Breaking it up. Instead of running a query for the entire year, run it month by month and stitch the final results back together.
Or if you have a unique string ID, calculate an integer hash using hash(ID) % 50 to get 50 chunks which you can process separately without OOMing.
A basic assumption is that all the chunks are independent of each other. Chunking is essentially temporary partitioning to fit your processing limitations.
I had the same idea in my mind, but I am struggle to understand efficient implementation.
Say, I have large table A, which I want to group by.
I can chunk it into small tables, for example:
for i in range(64): execute('create table_%i as select * from A where hash(id) % 64 = %i')
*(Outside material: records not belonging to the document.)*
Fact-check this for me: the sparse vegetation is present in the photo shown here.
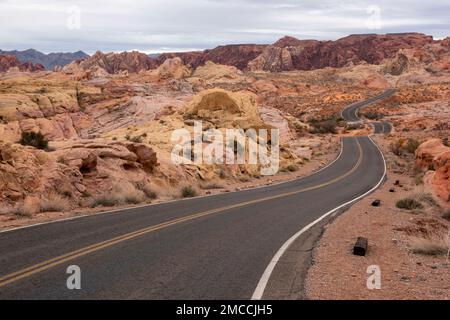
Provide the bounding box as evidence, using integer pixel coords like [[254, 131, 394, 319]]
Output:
[[181, 186, 197, 198], [19, 132, 48, 150], [125, 134, 143, 143], [396, 198, 423, 210], [345, 123, 364, 131], [75, 85, 86, 112], [11, 196, 41, 218], [142, 184, 158, 200], [200, 181, 223, 190], [405, 138, 420, 154], [410, 237, 450, 255], [363, 111, 385, 120], [130, 136, 143, 143], [309, 118, 338, 134], [390, 138, 420, 156], [91, 187, 145, 208], [390, 140, 402, 156], [41, 194, 70, 212], [442, 209, 450, 221]]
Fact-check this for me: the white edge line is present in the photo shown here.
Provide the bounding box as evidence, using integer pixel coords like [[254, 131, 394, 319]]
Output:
[[251, 136, 387, 300], [0, 138, 344, 234]]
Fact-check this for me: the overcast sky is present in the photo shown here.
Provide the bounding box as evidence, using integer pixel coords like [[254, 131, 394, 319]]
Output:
[[0, 0, 450, 54]]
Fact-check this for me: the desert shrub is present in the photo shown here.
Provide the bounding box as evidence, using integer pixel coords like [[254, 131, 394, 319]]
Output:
[[181, 186, 197, 198], [41, 194, 70, 212], [219, 169, 227, 179], [409, 237, 450, 255], [405, 138, 420, 154], [396, 198, 423, 210], [363, 111, 384, 120], [200, 181, 223, 190], [309, 118, 338, 134], [12, 197, 41, 217], [142, 184, 158, 200], [442, 209, 450, 221], [75, 85, 86, 111], [390, 140, 402, 156], [345, 123, 364, 131], [91, 187, 145, 208], [19, 132, 48, 149], [130, 136, 142, 143], [239, 176, 250, 182]]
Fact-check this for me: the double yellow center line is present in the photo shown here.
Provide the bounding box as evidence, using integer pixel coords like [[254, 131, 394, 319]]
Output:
[[0, 139, 363, 287]]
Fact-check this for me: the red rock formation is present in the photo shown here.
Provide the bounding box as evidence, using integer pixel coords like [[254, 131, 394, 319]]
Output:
[[249, 33, 433, 72], [0, 55, 45, 72], [416, 139, 450, 201], [156, 44, 266, 70], [64, 51, 157, 74]]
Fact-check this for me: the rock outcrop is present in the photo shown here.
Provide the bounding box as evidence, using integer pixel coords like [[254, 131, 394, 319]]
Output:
[[0, 141, 157, 206], [248, 33, 433, 72], [416, 139, 450, 201], [185, 89, 271, 129], [63, 51, 157, 77], [0, 49, 89, 70], [0, 55, 45, 72], [156, 44, 266, 70], [155, 57, 191, 79], [193, 61, 243, 81]]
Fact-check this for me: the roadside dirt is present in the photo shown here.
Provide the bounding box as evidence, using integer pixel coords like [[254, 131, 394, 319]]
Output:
[[304, 138, 450, 300]]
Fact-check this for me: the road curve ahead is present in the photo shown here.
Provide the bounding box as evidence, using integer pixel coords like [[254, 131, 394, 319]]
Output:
[[0, 93, 392, 299], [341, 89, 396, 122]]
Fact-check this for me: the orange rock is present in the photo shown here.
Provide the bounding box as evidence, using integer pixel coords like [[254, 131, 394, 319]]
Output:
[[416, 139, 450, 201]]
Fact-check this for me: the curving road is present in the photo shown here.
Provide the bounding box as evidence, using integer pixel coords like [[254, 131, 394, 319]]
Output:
[[0, 89, 394, 299]]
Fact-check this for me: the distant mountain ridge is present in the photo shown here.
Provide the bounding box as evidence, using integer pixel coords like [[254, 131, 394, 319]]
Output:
[[0, 49, 89, 70]]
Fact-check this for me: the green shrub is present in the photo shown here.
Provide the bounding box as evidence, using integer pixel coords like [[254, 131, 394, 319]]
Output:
[[396, 198, 423, 210], [19, 132, 48, 150]]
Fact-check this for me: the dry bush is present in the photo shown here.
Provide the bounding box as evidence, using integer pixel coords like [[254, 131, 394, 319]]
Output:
[[409, 235, 450, 255], [11, 196, 41, 217], [396, 198, 423, 210], [41, 193, 70, 212], [142, 183, 158, 200], [442, 208, 450, 221], [91, 185, 146, 208], [200, 181, 224, 190], [181, 185, 197, 198]]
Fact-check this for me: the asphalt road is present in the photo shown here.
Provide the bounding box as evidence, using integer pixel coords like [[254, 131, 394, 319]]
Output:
[[341, 89, 396, 122], [0, 90, 394, 299]]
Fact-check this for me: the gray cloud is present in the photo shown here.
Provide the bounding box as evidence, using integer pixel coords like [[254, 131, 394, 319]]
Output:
[[0, 0, 450, 53]]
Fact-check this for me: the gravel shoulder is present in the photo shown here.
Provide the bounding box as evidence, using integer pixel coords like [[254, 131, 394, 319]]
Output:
[[304, 139, 450, 300]]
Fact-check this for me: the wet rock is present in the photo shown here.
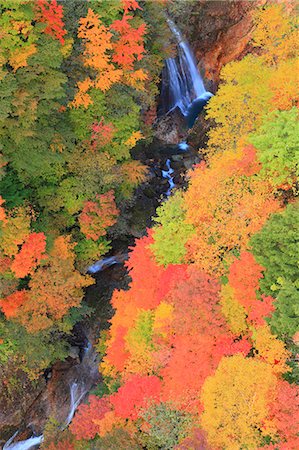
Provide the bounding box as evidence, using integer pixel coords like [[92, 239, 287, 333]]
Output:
[[154, 109, 187, 144]]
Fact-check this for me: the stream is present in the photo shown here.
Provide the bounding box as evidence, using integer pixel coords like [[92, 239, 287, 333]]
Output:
[[3, 20, 212, 450]]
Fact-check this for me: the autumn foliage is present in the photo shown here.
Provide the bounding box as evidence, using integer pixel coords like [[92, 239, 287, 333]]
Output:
[[0, 0, 299, 450], [72, 2, 299, 450], [36, 0, 67, 44], [79, 191, 118, 241]]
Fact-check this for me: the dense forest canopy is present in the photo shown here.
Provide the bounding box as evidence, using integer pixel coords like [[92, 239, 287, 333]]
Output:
[[0, 0, 299, 450]]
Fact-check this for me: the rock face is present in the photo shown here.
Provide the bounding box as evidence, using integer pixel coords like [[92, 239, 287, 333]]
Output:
[[154, 109, 188, 144], [155, 0, 267, 145], [189, 0, 267, 89]]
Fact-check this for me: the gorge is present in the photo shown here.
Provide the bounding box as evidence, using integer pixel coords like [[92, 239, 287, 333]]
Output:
[[0, 0, 299, 450]]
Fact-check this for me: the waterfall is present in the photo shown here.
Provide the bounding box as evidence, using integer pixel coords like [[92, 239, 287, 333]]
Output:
[[161, 19, 212, 127], [87, 256, 120, 273], [62, 382, 89, 430], [162, 159, 175, 197]]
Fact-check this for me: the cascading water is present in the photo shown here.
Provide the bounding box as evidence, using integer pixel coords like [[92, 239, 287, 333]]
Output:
[[63, 382, 87, 429], [161, 19, 213, 127], [162, 159, 175, 197]]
but this would mean scanning source table 64 times which is likely not efficient, I am wondering if duckdb has some functionality which can do more efficient chunking?
It's not doing a full table scan of the entire source table 64 times -- it's only scanning the id column (DuckDB + Parquet is a columnar store) and retrieving the corresponding rows from other columns. It's pretty fast.
Or if you have a unique string ID, calculate an integer hash using hash(ID) % 50 to get 50 chunks which you can process separately without OOMing.
A basic assumption is that all the chunks are independent of each other. Chunking is essentially temporary partitioning to fit your processing limitations.